[Gluster-devel] Client side AFR race conditions?

Fri May 2 18:17:24 UTC 2008

--- Krishna Srinivas <krishna at zresearch.com> wrote:
> > I am curious, is client side AFR susceptible
> > to race conditions on writes?  If not, how is this
> > mitigated?

> This is a known issue with the client side AFR. 

Ah, OK.  Perhaps it is already documented somewhere,
but I can't help but think that perhaps the AFR
translator deserves a page dedicated to some of the
design trade offs made and the impact the they have. 
With enough thought, it is possible to deduce/guess at
some of the potential problems such as split brain and
race conditions, but for most of us this is still a
guess until we ask on the list.  Perhaps with the help
of others I will setup a wiki page for this.  This
kind of documented info would probably help situations
like the one with Garreth where he felt mislead by the
glusterfs documentation.

> We can solve this by locking but there will be 
> performance hit. Of course if applications lock 
> themselves then all will be fine. I feel we can have

> it as an option to disable the locking
> in case users are more concerned about performance.
> 
> Do you have any suggestions?

I haven't given it a lot of thought, but, how would
the locking work?  Would you be doing:

  SubA          AFR      application     SubB
    |            |            |            |
    |            |<---write---|            |
    |            |            |            |
    |<---lock----|-----------lock--------->|
    |---locked-->|<---------locked---------|
    |            |            |            |
    |<--write----|----------write--------->|
    |--written-->|<--------written---------|
    |            |            |            |
    |<--unlock---|----------unlock-------->|
    |--unlocked->|<--------unlocked--------|
    |            |            |            |
    |            |---written->|            |

because that does seem to be a rather large 3
roundtrip latency versus the current single rountrip,
not including all the lock contention performance
hits!  This solution also has the problem of lock
recovery if a client dies.

If instead, a rank (which could be configurable or
random) were given to each subvolume on startup, one
alternative would be to always write to the highest
ranking subvolume first:

   (A is a higher rank than B)

  SubA         AFR         Application        SubB
    |           |               |               |
    |           |<----write-----|               |
    |<--write---|               |               |
    |--version->|               |               |
    |           |----written--->|               |
    |           |               |               |
    |           |----------(quick)heal--------->|
    |           |<------------healed------------|

The quick heal would essentially be the write but
knowing/enforcing the version # returned from the SubA
write.  Since all clients would always have to write
to SubA first, then SubA's ordering would be reflected
on every subvolume.
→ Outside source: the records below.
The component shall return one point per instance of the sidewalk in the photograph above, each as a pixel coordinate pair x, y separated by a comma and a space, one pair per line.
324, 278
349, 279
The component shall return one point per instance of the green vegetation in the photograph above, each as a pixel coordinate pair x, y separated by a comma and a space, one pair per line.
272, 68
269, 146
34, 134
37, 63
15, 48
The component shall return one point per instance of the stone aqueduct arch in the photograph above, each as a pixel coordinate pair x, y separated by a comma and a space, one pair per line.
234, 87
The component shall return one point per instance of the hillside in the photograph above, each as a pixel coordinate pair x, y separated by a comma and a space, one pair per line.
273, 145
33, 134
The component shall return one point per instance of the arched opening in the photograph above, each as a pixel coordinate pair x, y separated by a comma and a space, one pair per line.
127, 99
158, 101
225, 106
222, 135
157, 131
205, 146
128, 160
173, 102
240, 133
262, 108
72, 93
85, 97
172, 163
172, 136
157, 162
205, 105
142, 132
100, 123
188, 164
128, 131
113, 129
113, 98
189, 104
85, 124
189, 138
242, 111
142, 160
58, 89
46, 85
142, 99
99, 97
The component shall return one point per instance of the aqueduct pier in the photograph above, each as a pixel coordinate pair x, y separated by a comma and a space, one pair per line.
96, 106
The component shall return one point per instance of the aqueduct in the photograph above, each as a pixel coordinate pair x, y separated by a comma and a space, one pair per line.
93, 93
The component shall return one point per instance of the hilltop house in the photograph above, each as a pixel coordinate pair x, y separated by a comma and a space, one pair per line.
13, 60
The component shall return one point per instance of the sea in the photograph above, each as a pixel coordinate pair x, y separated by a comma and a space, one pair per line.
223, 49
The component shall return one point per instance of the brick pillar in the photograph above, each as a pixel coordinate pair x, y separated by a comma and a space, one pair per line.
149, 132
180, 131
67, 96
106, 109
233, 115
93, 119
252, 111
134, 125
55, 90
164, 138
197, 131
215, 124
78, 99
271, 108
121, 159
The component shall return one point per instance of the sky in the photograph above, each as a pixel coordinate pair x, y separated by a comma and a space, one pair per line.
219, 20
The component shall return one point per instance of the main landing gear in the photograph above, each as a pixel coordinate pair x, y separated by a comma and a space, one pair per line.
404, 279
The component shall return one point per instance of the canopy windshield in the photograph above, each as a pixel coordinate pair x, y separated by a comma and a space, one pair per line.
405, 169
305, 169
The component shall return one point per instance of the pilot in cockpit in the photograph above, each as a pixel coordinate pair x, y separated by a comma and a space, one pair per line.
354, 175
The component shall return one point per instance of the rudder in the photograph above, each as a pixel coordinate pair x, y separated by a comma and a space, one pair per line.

While this solution leaves a
potentially larger time when SubB is unsynced, this
should maintain the single roundtrip latency from an
application's standpoint and avoid any lock contention
performance hits?  If a client dies in this scenario,
any other client could always heal SubB from SubA, no
lock recovery problems.

Both of these solutions could probably be greatly
enhanced with a write ahead log translator or some
form of buffering above each subvolume, this would
decrease the latency by allowing the write data to be
transferred before/while the lock/ordering info is
synchronized.  But this may be rather complicated? 
However, as is, they both seem like fairly simple
solutions without too much of a design change?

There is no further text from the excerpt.